11 thoughts on “Some Weekend Reading”

  1. Bush, Aides ‘Grossly Misjudged Putin’ Is one of the headlines on the weekend page of Another (A Grand Misjudgment) speaks of how the Nobel committee has “devalued” the prize by awarding it to Al Gore…

    We are then asked: “is neoconservatism an incurable disease?” Since everyone seems to be reconsidering theirs and others thoughts, I thought that I would add my 2 cents to the pile.

    How about: “is blockeadedness endemic amongst the American people?” Americans elected both Bush and Gore to high office, twice, thus, in effect, making them what they are today. Americans are poised to elect Hillary Clinton, a loudmouth who has done absolutely nothing, to high office and suffer under her shortcomings and “misjudgements”.

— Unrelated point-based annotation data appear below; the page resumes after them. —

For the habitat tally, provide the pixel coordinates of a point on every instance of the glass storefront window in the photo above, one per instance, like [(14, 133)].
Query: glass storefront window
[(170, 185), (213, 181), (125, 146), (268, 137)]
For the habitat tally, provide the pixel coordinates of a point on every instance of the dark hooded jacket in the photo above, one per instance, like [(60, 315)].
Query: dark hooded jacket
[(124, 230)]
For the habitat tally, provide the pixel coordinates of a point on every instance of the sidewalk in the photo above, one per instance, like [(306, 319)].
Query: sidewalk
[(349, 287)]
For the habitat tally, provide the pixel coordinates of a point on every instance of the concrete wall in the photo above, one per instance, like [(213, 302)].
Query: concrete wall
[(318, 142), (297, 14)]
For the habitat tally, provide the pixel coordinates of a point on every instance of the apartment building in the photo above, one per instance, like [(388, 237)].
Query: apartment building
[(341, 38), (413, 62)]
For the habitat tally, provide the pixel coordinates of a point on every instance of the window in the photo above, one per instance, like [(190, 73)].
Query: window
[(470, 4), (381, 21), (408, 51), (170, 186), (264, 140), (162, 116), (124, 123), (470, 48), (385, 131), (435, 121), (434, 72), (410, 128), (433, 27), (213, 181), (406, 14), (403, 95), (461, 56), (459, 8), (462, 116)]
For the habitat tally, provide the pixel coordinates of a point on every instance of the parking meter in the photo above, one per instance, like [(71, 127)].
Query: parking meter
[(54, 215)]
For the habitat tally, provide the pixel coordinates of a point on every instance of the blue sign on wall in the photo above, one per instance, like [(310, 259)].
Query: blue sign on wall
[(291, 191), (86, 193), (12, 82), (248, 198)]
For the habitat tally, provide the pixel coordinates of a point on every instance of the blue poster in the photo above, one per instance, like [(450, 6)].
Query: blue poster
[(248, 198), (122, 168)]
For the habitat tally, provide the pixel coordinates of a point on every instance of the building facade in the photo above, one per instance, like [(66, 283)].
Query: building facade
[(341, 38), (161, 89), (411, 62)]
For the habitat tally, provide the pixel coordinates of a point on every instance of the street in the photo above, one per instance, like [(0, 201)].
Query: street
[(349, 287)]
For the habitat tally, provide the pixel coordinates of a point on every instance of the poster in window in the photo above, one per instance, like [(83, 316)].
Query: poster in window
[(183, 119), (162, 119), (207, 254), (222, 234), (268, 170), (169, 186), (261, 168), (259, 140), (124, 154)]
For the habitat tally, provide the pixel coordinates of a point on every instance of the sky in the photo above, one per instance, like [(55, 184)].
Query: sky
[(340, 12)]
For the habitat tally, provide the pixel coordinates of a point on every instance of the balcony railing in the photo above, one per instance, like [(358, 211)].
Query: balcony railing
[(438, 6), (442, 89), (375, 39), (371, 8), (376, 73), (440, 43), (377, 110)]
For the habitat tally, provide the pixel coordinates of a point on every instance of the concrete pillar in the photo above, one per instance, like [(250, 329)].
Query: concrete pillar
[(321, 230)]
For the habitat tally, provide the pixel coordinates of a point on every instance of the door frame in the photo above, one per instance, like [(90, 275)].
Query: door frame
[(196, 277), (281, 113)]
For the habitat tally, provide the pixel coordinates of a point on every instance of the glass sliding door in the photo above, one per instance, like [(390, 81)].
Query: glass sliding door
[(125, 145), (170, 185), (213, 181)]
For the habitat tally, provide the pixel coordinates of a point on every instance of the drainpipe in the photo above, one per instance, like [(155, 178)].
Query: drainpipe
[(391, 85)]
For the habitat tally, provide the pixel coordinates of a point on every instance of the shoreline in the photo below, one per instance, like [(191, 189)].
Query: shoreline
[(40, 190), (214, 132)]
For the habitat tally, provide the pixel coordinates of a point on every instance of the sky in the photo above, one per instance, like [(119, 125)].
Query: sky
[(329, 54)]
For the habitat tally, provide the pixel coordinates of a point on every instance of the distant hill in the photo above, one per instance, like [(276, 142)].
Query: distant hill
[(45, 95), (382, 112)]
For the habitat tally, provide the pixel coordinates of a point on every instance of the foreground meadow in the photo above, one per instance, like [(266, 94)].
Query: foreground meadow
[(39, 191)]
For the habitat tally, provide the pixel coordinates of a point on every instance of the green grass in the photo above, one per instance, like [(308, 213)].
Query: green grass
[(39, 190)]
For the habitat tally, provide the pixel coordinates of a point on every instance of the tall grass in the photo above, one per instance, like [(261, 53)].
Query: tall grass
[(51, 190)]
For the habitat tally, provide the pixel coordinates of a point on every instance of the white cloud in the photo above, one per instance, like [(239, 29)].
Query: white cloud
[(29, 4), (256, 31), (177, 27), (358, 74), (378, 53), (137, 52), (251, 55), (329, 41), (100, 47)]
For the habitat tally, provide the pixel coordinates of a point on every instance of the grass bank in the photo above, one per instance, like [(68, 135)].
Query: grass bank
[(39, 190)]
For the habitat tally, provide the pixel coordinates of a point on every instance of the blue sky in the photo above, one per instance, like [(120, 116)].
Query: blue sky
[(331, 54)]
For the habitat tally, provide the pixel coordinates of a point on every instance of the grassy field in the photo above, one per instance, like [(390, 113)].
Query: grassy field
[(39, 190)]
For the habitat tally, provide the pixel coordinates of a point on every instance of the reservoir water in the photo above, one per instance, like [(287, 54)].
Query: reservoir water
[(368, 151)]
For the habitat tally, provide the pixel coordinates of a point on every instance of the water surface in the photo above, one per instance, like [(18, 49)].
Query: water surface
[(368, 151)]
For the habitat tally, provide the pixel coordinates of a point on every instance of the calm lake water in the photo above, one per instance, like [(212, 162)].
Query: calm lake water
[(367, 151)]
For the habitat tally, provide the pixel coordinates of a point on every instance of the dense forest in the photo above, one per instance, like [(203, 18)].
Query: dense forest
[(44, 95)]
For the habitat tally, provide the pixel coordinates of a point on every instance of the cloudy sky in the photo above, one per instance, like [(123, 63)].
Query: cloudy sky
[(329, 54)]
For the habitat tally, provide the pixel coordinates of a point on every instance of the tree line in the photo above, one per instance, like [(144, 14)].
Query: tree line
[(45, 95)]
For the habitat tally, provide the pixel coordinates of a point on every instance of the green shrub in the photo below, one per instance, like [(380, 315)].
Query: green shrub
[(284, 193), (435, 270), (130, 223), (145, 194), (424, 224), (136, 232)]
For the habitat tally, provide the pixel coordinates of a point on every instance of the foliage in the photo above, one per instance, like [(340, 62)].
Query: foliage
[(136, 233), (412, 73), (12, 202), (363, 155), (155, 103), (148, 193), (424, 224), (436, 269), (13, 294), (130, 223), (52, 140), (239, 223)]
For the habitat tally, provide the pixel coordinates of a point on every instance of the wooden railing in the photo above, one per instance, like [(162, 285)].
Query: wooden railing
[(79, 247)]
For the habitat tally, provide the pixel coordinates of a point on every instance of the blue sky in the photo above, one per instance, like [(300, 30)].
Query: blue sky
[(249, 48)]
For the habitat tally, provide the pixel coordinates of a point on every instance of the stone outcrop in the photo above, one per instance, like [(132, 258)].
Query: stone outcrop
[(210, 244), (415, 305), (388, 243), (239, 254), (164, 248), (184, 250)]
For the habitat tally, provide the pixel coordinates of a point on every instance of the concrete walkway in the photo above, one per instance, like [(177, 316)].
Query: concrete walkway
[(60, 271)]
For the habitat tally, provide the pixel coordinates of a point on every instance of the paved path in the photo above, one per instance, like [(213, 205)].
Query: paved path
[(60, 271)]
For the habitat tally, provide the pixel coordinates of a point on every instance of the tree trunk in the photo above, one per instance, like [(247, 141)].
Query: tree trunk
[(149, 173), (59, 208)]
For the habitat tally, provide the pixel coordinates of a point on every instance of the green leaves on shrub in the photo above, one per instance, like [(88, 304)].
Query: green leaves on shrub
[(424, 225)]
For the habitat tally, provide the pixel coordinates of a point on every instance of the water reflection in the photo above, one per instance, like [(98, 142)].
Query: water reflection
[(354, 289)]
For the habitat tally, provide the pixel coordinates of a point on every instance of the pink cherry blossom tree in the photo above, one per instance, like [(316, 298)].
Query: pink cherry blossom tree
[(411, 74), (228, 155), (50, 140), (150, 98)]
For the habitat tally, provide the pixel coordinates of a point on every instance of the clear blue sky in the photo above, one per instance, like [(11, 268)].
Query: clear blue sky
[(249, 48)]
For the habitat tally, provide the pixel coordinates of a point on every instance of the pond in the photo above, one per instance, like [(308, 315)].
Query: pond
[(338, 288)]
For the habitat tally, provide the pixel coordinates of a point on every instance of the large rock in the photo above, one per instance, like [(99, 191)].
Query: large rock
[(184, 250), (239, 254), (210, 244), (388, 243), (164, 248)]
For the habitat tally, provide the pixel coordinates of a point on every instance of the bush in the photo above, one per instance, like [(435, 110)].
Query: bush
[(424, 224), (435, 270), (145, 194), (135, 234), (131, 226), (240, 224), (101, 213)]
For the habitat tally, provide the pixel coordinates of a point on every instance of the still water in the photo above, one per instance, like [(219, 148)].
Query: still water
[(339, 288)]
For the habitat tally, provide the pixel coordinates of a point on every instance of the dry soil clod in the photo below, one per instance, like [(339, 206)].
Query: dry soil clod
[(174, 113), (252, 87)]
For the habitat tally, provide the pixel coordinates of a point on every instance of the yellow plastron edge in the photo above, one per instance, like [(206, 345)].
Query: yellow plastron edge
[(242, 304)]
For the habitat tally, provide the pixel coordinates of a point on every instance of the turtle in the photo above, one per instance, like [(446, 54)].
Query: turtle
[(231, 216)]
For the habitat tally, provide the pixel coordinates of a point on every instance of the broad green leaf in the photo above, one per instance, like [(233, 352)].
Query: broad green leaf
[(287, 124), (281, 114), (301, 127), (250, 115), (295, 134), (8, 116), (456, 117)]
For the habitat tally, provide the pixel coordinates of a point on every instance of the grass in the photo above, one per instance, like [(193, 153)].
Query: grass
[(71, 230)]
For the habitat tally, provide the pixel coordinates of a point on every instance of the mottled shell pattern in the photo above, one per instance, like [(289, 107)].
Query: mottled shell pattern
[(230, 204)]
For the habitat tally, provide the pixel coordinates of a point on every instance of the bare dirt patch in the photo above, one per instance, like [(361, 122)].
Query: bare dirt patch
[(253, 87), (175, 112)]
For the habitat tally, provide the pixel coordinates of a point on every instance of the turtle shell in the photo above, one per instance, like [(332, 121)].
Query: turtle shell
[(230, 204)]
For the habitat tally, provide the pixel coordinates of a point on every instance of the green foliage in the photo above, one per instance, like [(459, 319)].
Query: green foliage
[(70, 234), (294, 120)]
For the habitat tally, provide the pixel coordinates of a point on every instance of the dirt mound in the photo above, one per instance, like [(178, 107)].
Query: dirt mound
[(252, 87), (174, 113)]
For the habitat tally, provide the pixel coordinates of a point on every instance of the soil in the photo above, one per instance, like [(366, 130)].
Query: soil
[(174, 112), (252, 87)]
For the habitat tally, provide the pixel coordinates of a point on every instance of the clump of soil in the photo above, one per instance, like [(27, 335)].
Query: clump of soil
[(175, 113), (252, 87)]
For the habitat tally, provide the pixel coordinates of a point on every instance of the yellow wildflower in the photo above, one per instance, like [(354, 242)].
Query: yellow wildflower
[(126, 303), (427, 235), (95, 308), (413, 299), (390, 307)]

    The phrase, “you are what you eat” comes to mind and until Americans get serious about changing their diets we will keep repeating history and reading about the consequences…

  2. If watch Sanchez’s speech carefully you will notice many blind spots, many weaknesses – The Bushies, Cheney and the neos could make quick work of him if they felt they had to – Expect to hear Abu Ghraib dumped in his lap – Sanchez was foolish the way he catagorized the whole world being pro war – This lack of awareness on his part illustrates, in micro, how his adversaries will defeat him politically if need be.
    We only watched him once – but anyone who watches will see what we are talking about – Like Wilkerson, he helps the anti war opposition in a limited way – but in a flawed way.

  3. I see by Jan Oberg’s article that Gore now has enemies not only on the right, but on the left. Obviously, Gore made the correct decision staying out of presidential politics. However, if it came to a choice between Gore and the campaign against global warming, and Oberg and the quest for peace-maker purity, I’ll take Gore.

    1. Likewise, despite some of my very strong reservations about Ron Paul’s politics (apart from his opposition to the war and occupation of Iraq), if it came down to a choice between him and the Goddess of War (as Justin Raimondo has called Hilary Clinton), I’ll take Paul.

      (Unfortunately, I don’t think he has a snowball’s chance of getting the Republican party nod for President. The same can be said for the Democrats’ anti-war candidates, Dennis Kucinich and Mike Gravel. More’s the pity.)

      1. But that raises the questions (and I’m asking these of myself), “If you feel none of the surviving candidates qualify, what do you do? Do you vote? If you do, how do you decide which candidate gets your vote?” Anymore, voting seems an imposition upon personal standards.

    2. Did you read the Oberg article? He was criticizing the Nobel Committee for ignoring the issues of war and peace. He didn’t blame Gore.

      Go back and read the article, not just the headline.

      1. From the article: “In particular, Al Gore – as vice-president under Bill Clinton between 1993 and 2001 was never heard or seen as a peace-maker. Clinton-Gore had a crash program for building up US military facilities and made military allies all around Russia – and missed history’s greatest opportunity for a new world order.”

        That’s peace-maker purism. Not even “what have you done for me lately” would make Gore acceptable to Oberg or many others in the peace movement.

  4. The disease of Neoconservatism will afflict the USA as long as we stay glued to Israel. If we ever are able to fight free and start putting American interests first, then Neocons will have lost their power over us. Don’t count on that happening any time soon, however. The Israel Lobby is still overwhelmingly powerful, as Mearsheimer and Walt have shown.

  5. I can't believe that no one in America has had the sense to set

    up a pro-U.S. foreign policy PAC to counter AIPACs influence.

  6. The way our 2 major political parties pay fealty to Israel at the expense of our own national interest along with their trampling upon our Constitution, a coup d’ etat might just be what the doctor ordered to rid our republic or body politic of the zionist lice affecting us.